Drivers in my New England home state infamously and illegally change lanes without looking or signaling. Crashes ensue. They would feel right at home behind a flight console since satellite operators legally can and do maneuver without first alerting anyone or looking around. Almost a year since the release of the U.S. national space policy is a good time to get serious about collision avoidance before we face a multi-car pileup.
Admittedly, unlike cars satellites lack turn signals to alert others. Other operators aren’t looking, but are flying blind because their satellites are not equipped to spot hazards such as approaching satellites and space debris. Unlike ships, satellites are not subject to anti-collision regulations and no buoys mark safe navigation channels. Unlike airplanes, satellites need not file flight plans or operate under mandatory, Federal Aviation Administration-like ‘traffic control’ regimes.
Most operators actively track their own satellites and know accurately where they are (ephemeris) and where they intend to go (planned maneuvers). Yet they lack insight into plans of others and a road map. To get the basic idea — imagine that every satellite ‘car’ has blacked-out windows, travels at thousands of miles per hour with a blindfolded driver and there are no ‘road rules’ or traffic police. The driver has a GPS, but no map. Are you worried yet? Until the 2009 Iridium-Cosmos collision, a laissez-faire ‘big sky’ approach to satellite operations prevailed on the dubious assumption that space ‘roads’ were clean and free of traffic. President Barack Obama’s administration rejected this approach last year, issuing a policy recognizing the increasingly congested, contested and competitive nature of space and calling for government and commercial efforts to foster the development of space collision warning measures.
The U.S. Department of Defense, whose Joint Space Operations Center (JSpOC) provides limited collision warning services using its space surveillance network for certain operators, recently released its national security space strategy in concert with the intelligence community. While the JSpOC benefits from the finest space surveillance network available, it cannot continuously track every hazardous space object or read the minds of satellite operators to account for their planned maneuvers. Significant political and technical barriers suggest the JSpOC is unlikely to evolve anytime soon into a global ‘space traffic control’ center.
In any case, both governments and commercial operators will likely resist adoption of binding international ‘space traffic control’ measures and, judging by U.S. political reaction to the European Union’s October, 2010, nonbinding Code of Conduct for Outer Space Activities, any such measures remain decades away. More ominously, in May the U.S. Government Accountability Office noted that the Defense Department’s “critical” JSpOC Mission System (JMS) and Space Fence programs “face development challenges and risks.”
Meanwhile, non-U.S. governments are developing their own space surveillance capabilities with scant regard to building a global collision warning utility. Governments, alone, will not provide a comprehensive solution.
Fortunately, over the past year leading commercial satellite operators have developed, using advanced technology, a common sense approach to collision warnings. They have essentially equipped their satellites with virtual ‘turn signals’ and agreed to use them in advance to signal their maneuvers to others. Their solution allows them to build, maintain, and share an up-to-date map of known hazards to space navigation, including satellites and debris.

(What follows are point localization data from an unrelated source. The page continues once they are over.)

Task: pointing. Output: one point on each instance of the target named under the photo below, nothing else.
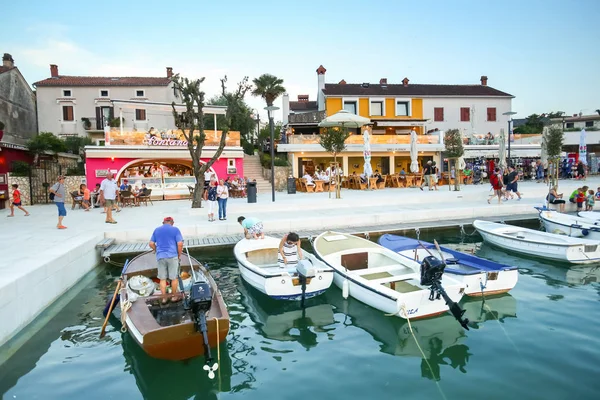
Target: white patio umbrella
(345, 119)
(544, 154)
(367, 169)
(414, 153)
(502, 150)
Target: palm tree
(269, 87)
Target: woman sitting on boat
(289, 250)
(556, 198)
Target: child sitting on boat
(252, 227)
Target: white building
(81, 105)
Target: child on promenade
(590, 201)
(16, 202)
(252, 227)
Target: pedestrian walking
(57, 194)
(108, 194)
(16, 202)
(222, 196)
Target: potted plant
(86, 123)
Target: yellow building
(394, 110)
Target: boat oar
(112, 304)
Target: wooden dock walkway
(231, 240)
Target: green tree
(454, 150)
(43, 143)
(554, 143)
(333, 140)
(191, 123)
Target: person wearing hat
(426, 175)
(167, 243)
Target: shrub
(20, 168)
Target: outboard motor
(305, 270)
(200, 302)
(432, 270)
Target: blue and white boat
(257, 260)
(480, 276)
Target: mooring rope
(437, 384)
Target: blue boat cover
(475, 264)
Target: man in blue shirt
(167, 243)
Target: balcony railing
(375, 139)
(307, 118)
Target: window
(140, 115)
(350, 106)
(465, 114)
(402, 108)
(377, 108)
(68, 113)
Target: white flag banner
(582, 148)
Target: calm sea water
(540, 342)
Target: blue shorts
(62, 211)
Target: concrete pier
(39, 262)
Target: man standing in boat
(167, 243)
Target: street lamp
(510, 114)
(271, 111)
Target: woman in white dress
(290, 250)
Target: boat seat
(394, 278)
(385, 268)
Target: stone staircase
(253, 170)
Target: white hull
(279, 283)
(570, 225)
(539, 244)
(363, 286)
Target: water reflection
(286, 321)
(439, 338)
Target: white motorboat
(590, 215)
(386, 280)
(257, 260)
(539, 244)
(570, 225)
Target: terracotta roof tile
(63, 80)
(411, 90)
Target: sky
(544, 52)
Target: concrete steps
(253, 170)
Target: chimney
(320, 87)
(7, 61)
(54, 70)
(285, 109)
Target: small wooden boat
(257, 260)
(480, 276)
(570, 225)
(539, 244)
(386, 280)
(171, 331)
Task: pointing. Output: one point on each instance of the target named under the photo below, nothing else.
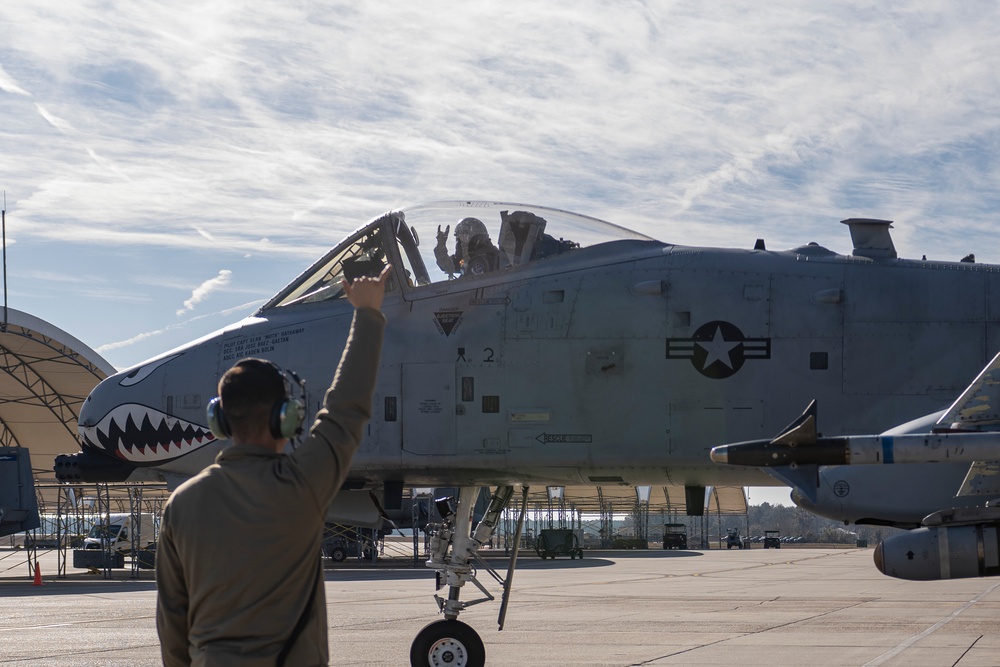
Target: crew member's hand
(367, 292)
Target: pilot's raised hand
(365, 291)
(442, 237)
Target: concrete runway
(817, 607)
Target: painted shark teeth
(145, 436)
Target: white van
(121, 532)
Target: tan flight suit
(238, 558)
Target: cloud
(204, 290)
(54, 121)
(695, 123)
(8, 85)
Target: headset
(287, 415)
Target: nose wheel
(447, 644)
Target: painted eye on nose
(140, 374)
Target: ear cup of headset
(217, 422)
(286, 418)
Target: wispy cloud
(8, 85)
(694, 123)
(202, 291)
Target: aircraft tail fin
(983, 479)
(978, 408)
(802, 431)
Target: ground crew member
(238, 571)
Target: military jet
(960, 535)
(533, 346)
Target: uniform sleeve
(171, 600)
(325, 456)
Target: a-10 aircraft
(956, 540)
(532, 346)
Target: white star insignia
(718, 349)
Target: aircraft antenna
(3, 228)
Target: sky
(168, 166)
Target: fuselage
(607, 361)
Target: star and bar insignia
(718, 349)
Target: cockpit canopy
(443, 241)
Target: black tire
(450, 643)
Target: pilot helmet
(469, 228)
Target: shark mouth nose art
(145, 436)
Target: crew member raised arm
(238, 571)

Remarkably, operator members of the Space Data Association have agreed as a legally binding condition of membership to transmit their measured locations and planned maneuvers for each of their satellites to the Space Data Center (SDC) before making any maneuvers. SDA membership is open to all commercial and government satellite operators and funded using a nominal annual membership fee to offset continuing operating costs. Many operators have already joined. Unlike the Department of Defense, the SDA doesn’t operate its own sensor network.
The SDC receives, validates, and converts contributed information into a common standard. The SDC automatically analyzes data and securely warns the affected operator(s) when a satellite’s course or a planned maneuver would bring a satellite too close to another satellite or known space debris. The satellite operator(s) can use the warning to adjust its planned maneuver and the SDC immediately reanalyzes the revised maneuver plans. Operators are always free to maneuver (or not) at will and access to and use of information contributed is protected by technical and legal means. The substantial nonrecurring investments required to bring the SDC into service have already been made and the SDC is operational today.
Some government satellite operators may not wish to signal where their satellites are or where they are going, citing security concerns. Thus, near-term prospects for building a single nongovernment database of satellite operations are poor. However, by working with SDA governments can benefit from its efforts to ensure that the highest quality information on satellite positions and maneuvers can be used — even for nonpublic operations.
Satellite collisions are not inevitable and new regulations are not required. Instead, operators should make the best use of available information. Isn’t it time government, commercial and civil satellite operators worked together to securely share their maneuver plans with each other? We may never be ready for mandatory space traffic control but perhaps the rest of the world’s satellite operators should join those in the Space Data Association who have responsibly decided to use their ‘turn signals’ before changing lanes.
Andrew D’Uva is a former international satellite communications executive and founder of Providence Access Co., a policy consultancy in Arlington, Virginia.